Vendredi 7 août 2020
Le cabinet de curiosités par François Lafon
Robert Badinter : la mort en chantant
lundi 22 mars 2010 à 09h29
Robert Badinter aime beaucoup l'opéra. Pas étonnant de la part d'un avocat : on s'assassine beaucoup dans le monde lyrique (sur scène bien sûr ; en coulisse, les crimes sont plus métaphoriques). En ce moment, il écrit un livret pour le compositeur Thierry Escaich. Le thème : les dernières heures d'un condamné à mort. Comme il est co-commissaire, avec Jean Clair, de l'exposition « Crime et châtiment » au Musée d'Orsay, il ne sort pas de son sujet. Il a déjà, en 1995, tâté de la scène avec C.3.3, une pièce sur la condamnation d'Oscar Wilde pour homosexualité (C.3.3., c'est le numéro de la geôle de Reading où l'écrivain a été enfermé). Le spectacle a remporté un « succès d'estime », c'est à dire qu'il n'a pas marché, et la pièce, qui tient davantage de la plaidoirie que de l'action dramatique, n'a jamais été reprise. Un livret d'opéra, c'est plus contraignant, mais aussi plus sécurisé. Impossible d'être bavard, la musique, qui ralentit tout, vous oblige à condenser. Difficile d'être dogmatique : la musique, qui travaille dans le sensible, va vous contredire. Interdit de pratiquer le double-sens, le non-dit, le sous-texte : la musique est là pour ça.

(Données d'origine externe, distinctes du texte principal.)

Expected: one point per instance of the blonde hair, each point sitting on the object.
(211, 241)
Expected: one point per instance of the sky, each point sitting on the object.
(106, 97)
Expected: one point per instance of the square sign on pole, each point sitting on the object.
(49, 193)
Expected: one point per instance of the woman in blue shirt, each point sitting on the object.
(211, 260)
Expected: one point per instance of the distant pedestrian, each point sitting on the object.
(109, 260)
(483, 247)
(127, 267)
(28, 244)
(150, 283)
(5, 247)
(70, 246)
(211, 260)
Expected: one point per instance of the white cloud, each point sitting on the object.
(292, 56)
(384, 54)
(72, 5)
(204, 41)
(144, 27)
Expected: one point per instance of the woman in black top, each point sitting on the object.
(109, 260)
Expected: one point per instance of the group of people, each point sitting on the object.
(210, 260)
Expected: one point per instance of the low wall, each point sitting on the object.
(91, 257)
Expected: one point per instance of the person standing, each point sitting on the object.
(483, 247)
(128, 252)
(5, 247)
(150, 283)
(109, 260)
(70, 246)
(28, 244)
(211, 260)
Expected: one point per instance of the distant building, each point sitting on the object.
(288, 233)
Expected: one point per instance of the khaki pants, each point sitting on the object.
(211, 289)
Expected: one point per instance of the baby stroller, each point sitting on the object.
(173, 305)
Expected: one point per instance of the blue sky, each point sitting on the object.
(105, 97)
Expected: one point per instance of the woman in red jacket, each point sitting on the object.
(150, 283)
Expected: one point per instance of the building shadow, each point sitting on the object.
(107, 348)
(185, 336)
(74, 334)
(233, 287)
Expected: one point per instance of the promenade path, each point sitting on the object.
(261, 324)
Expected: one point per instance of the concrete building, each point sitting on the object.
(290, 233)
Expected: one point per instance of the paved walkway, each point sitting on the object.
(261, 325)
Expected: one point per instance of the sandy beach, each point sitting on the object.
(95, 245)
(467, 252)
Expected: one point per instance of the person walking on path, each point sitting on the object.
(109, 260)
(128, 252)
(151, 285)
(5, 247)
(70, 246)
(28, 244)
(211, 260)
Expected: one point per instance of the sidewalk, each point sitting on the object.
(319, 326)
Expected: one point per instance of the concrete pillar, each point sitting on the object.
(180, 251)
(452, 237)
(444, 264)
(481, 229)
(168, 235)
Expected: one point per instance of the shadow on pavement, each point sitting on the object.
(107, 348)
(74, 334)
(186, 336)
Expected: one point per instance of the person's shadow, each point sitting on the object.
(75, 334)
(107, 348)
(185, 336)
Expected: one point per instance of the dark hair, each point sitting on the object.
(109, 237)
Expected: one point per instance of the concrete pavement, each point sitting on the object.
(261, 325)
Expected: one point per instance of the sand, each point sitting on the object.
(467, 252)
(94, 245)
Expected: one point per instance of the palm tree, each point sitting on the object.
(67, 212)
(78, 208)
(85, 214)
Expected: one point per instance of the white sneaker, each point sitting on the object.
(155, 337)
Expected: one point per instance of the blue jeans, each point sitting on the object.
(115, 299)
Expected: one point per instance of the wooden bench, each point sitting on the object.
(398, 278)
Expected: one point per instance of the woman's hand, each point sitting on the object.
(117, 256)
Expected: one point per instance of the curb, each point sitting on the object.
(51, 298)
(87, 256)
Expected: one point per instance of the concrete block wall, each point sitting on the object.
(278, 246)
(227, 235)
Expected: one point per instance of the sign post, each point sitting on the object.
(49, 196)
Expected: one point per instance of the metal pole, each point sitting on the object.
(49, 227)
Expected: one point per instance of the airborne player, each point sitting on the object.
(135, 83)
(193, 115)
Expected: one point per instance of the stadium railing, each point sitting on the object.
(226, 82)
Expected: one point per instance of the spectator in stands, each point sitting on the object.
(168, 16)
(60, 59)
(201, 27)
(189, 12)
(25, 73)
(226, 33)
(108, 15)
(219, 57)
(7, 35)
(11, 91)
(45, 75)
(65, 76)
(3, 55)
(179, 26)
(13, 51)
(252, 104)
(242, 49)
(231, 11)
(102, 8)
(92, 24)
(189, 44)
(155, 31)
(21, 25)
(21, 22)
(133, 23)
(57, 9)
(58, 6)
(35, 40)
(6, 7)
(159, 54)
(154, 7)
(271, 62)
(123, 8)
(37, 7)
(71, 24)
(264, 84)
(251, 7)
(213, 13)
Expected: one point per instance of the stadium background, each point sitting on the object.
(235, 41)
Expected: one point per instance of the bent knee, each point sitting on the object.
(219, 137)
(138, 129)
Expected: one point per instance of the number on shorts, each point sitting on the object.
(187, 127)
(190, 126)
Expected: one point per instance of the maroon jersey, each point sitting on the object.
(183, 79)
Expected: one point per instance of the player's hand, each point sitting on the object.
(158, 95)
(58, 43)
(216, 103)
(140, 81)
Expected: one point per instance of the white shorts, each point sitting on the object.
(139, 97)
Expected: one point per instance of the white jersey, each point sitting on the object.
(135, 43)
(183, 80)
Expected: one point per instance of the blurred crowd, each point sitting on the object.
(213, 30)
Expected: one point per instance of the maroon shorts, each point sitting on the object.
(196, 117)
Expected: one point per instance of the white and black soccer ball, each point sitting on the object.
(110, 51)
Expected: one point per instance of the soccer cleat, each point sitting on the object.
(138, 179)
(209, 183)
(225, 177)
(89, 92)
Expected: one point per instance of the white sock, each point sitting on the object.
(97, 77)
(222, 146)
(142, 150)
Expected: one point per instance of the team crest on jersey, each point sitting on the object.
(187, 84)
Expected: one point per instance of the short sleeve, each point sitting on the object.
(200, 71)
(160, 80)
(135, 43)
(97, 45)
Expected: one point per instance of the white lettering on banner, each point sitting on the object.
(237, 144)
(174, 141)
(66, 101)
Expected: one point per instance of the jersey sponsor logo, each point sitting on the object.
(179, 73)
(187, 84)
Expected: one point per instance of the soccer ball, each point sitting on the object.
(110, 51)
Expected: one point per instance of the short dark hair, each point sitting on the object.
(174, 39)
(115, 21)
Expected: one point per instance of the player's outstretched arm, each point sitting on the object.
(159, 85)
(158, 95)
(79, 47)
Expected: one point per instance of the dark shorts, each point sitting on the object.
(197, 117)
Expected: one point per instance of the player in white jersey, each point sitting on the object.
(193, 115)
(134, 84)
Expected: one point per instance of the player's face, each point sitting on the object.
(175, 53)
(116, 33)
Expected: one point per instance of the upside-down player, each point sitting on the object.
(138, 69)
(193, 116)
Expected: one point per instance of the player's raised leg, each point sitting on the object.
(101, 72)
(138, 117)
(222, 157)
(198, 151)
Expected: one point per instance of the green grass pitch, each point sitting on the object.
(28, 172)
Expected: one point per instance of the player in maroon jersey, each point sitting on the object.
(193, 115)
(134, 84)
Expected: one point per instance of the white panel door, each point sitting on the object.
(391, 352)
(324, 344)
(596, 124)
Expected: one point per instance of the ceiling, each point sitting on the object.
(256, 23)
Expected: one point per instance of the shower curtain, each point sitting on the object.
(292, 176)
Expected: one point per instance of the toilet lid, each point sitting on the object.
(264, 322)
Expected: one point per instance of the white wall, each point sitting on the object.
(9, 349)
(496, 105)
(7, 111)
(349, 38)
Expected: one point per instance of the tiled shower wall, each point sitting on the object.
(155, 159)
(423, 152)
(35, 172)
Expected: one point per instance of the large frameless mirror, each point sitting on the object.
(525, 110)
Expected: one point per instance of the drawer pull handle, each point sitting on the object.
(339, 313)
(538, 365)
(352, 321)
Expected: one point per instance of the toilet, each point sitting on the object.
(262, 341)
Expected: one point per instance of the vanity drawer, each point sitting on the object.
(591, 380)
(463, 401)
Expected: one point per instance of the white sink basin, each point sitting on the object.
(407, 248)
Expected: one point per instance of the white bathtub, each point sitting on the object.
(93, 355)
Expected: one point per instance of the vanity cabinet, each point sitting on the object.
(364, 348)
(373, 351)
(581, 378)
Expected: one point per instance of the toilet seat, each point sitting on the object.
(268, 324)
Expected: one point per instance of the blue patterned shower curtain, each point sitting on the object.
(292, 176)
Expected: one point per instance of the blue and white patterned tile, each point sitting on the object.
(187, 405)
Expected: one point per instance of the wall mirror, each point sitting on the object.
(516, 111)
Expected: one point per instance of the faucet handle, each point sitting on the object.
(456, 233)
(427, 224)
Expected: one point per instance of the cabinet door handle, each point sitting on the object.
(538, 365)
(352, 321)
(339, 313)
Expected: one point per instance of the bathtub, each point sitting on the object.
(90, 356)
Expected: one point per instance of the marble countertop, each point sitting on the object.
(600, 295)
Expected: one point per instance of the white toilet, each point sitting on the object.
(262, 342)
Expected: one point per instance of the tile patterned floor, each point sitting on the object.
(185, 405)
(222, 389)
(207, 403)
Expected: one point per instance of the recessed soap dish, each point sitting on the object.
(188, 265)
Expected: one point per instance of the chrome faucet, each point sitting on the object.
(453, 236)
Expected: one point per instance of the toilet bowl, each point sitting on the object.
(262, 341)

Envahissante, la musique ? Pas si elle sait dialoguer avec l'action. L'opéra, qui est affaire de dialectique, lui demande avant tout de ne pas faire cavalier seul. Pourquoi ne donne-t-on jamais Pénélope ? Parce que la musique de Fauré est superbe, mais elle roule toute seule, indifférente à ce qui se passe sur scène. En revanche, Paillasse fonctionne très bien, et tant pis pour ceux qui en trouvent (à raison) la musique grossière. Ne voyez dans tout cela aucun non-dit quant à l'association de Thierry Escaich, compositeur spécialisé dans la musique sacrée, avec Robert Badinter, l'homme qui a fait abolir la peine de mort en France. Dans l'imagerie populaire, l'image de la guillotine se découpe souvent sur fond de ciel sans nuage.

Exposition Crime et châtiment. Jusqu'au 27 juin. Paris, Musée d'Orsay.